The reasonable voices are far and few between and it is mostly about finding people who read and think similarly, though I would not go as far as to call it an echo chamber. At the most they are information aggregators than opinon shapers. And compared to the west, the Indian scenario is a bit different. There is an actual lack of compelling content and there is a vast pool of wannabes (yes, I'll readily admit to being one too) who are looking for the next great wave of controversy to ride on.
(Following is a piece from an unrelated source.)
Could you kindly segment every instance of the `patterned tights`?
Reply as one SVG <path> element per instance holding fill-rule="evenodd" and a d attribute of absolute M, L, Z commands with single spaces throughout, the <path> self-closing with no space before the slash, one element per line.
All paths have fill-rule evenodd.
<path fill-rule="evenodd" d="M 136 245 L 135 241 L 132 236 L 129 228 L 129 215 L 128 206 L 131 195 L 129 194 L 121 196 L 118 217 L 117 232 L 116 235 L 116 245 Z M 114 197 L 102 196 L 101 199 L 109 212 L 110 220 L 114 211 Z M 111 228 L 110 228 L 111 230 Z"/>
But mostly it is a case of a lot of smoke and no fire at all. The quality of a blog can be determined by a simple factor, whether the content is driving the act of blogging or if the act is driving the content? In any case, the latest controversy (edit: the earlier link was pointing to an unlelated post; my sincere apologies to Shivam), of the Delhi Times story (apparently toned down), on the blogger meet, has taken off and we already have reactions like
"I will slice off your penis and feed it to you". And we wonder why legal notices get issued regarding what we write. Please do get serious guys, at least when you write about others.
To conclude, I'd revert to Malik, who makes a pertinent point.
"Are these flickering exceptions or do they hold a beacon to a new treasure room that journalism is at the edge of? Honestly, I don't know. Someday the MBAs who pay people like me our salaries – and who in turn are paid their salaries by people like Mr N. Ram – will finally pronounce judgment on a possible revenue model for blogs. Who knows, they may even seek to tamper with the format"
Eventually, nothing of a large scale exists by itself. It always leans on a larger framework to reach the masses. Do not underestimate traditional forms of distribution and institutions. They have been around for ages because they adapt and mutate and now they are in the process of mutating again. If you do not understand what I am talking about, you have obviously missed old man Murdoch's vision of the future. To win them, the best way is to join them. The thing is nobody realieses that they have already done that.Update: Part of the above-mentioned post has been
Update 2: Note to self: Stay clear of the bloggers vs. mainstream media battles from now on. It is a worthless endavour.